1-Dava ölümlü trafik kazası nedeniyle, ölenlerin desteğinden yoksun kalanların maddi tazminat taleplerine ilişkindir.
Dosya içerisindeki bilgi ve belgelere, mahkeme kararının gerekçesinde dayanılan delillerin tartışılıp değerlendirilmesinde bir usulsüzlük bulunmamasına göre, davalı vekilinin yerinde görülmeyen tüm temyiz itirazlarının reddine karar verilmesi gerekmiştir.
2-Davacılar vekilinin temyiz itirazlarının incelenmesinde ise; Anayasanın 141. maddesinde; mahkeme kararlarının gerekçeli olarak yazılması öngörülmüş bulunduğu gibi, 1086 Sayılı HUMK"nun 388 ve 389. maddeleri ile 6100 Sayılı HMK"nun karşılık 297/1-2 maddeleri uyarınca, mahkeme kararında; hüküm sonucunun, taraflara yükletilen hak ve sorumlulukların şüphe ve tereddüt uyandırmayacak şekilde ayrı ayrı ve açıkça gösterilmesi gerekir. Ayrıca;1086 Sayılı HUMK"nun 45. maddesi ile 6100 Sayılı HMK"nun karşılık 166. maddesi uyarınca, asıl ve birleştirilen dava dosyaları birbirlerinden bağımsız ayrı bir dava olup, asıl ve birleştirilen her dava hakkında usul hükümlerine göre ayrı ayrı hüküm kurulması gerekir.

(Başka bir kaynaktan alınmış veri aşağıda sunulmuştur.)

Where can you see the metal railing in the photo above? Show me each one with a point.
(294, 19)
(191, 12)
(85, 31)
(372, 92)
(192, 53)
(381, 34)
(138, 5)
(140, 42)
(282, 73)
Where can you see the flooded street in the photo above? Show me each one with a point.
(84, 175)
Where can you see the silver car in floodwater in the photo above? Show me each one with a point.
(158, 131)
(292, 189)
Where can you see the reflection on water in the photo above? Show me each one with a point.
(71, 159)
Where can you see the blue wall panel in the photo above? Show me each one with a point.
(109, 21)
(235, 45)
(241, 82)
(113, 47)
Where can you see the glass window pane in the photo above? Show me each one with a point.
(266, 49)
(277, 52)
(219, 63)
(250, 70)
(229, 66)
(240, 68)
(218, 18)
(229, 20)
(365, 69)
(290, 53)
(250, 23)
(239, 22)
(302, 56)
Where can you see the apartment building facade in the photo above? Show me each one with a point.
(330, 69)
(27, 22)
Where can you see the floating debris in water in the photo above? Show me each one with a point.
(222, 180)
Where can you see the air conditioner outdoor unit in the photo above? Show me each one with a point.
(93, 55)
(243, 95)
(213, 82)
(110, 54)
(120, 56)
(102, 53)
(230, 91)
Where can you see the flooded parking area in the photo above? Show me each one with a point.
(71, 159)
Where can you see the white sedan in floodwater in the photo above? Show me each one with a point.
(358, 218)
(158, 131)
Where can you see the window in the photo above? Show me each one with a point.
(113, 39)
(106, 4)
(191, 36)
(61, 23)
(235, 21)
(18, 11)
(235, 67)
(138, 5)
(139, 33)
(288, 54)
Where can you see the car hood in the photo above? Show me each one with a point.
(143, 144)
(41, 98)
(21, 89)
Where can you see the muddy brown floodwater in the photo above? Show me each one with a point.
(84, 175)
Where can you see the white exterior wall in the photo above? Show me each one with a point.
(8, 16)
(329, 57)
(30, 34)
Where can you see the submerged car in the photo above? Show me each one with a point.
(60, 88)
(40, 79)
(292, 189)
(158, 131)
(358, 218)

Mahkemece davacı tarafından açılan davalar arasında hukuki ve fiili irtibat bulunması nedeniyle birleştirilmesine karar verilmiş ve buna göre hüküm kurulmuş ise de, 1086 sayılı HUMK"nun 45. maddesi ile 6100 sayılı HMK"nun karşılık 166.maddesi uyarınca, birleştirilen dava dosyaları bağımsızlıklarını koruyacağından her davada talepler ayrı ayrı değerlendirilerek, ilam başlığında da asıl ve birleşen dosya bilgileri belirtilmek suretiyle hüküm kurulması, yargılama giderleri ve vekalet ücretinin her dava için ayrı ayrı belirlenmesi gerekir. Asıl ve birleştirilen davalar hakkında tek hüküm kurulmuş olması doğru görülmemiştir.

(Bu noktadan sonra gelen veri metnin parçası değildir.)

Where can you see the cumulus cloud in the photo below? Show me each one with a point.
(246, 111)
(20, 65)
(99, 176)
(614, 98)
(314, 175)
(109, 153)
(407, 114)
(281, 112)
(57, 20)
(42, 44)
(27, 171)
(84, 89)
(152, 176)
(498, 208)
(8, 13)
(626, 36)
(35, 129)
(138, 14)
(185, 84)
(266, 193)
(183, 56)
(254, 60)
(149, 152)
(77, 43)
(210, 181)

3-Kabule göre de; 2918 sayılı KTK.nın 99/1. ve ZMSS Genel Şartları’nın B.2.b. maddesi uyarınca, sigorta şirketinin tazminatı ödeme yükümlülüğü kendisine riziko ihbarı yapıldıktan itibaren 8 işgünü sonunda başlar. Somut olayda, dosya kapsamına göre davacı tarafın davalı sigorta şirketine 19.02.2014 tarihinde tazminat için başvurduğu
anlaşılmakta olup, yukarıda açıklanan hükümlere göre temerrüt tarihinin belirlenmesi gerekirken dava tarihinden itibaren faize hükmedilmesi isabetli değildir.
SONUÇ:Yukarıda (1) numaralı bentte açıklanan nedenlerle davalı vekilinin tüm temyiz itirazlarının REDDİNE, (2) ve (3) numaralı bentte açıklanan nedenlerle davacılar vekilinin temyiz itirazlarının kabulü ile hükmün BOZULMASINA ve aşağıda dökümü yazılı 2.741,58 TL kalan onama harcının temyiz eden davalı ... Hesabından alınmasına, peşin alınan harcın istek halinde temyiz eden davacılara geri verilmesine, 24/01/2019 gününde oybirliğiyle karar verildi.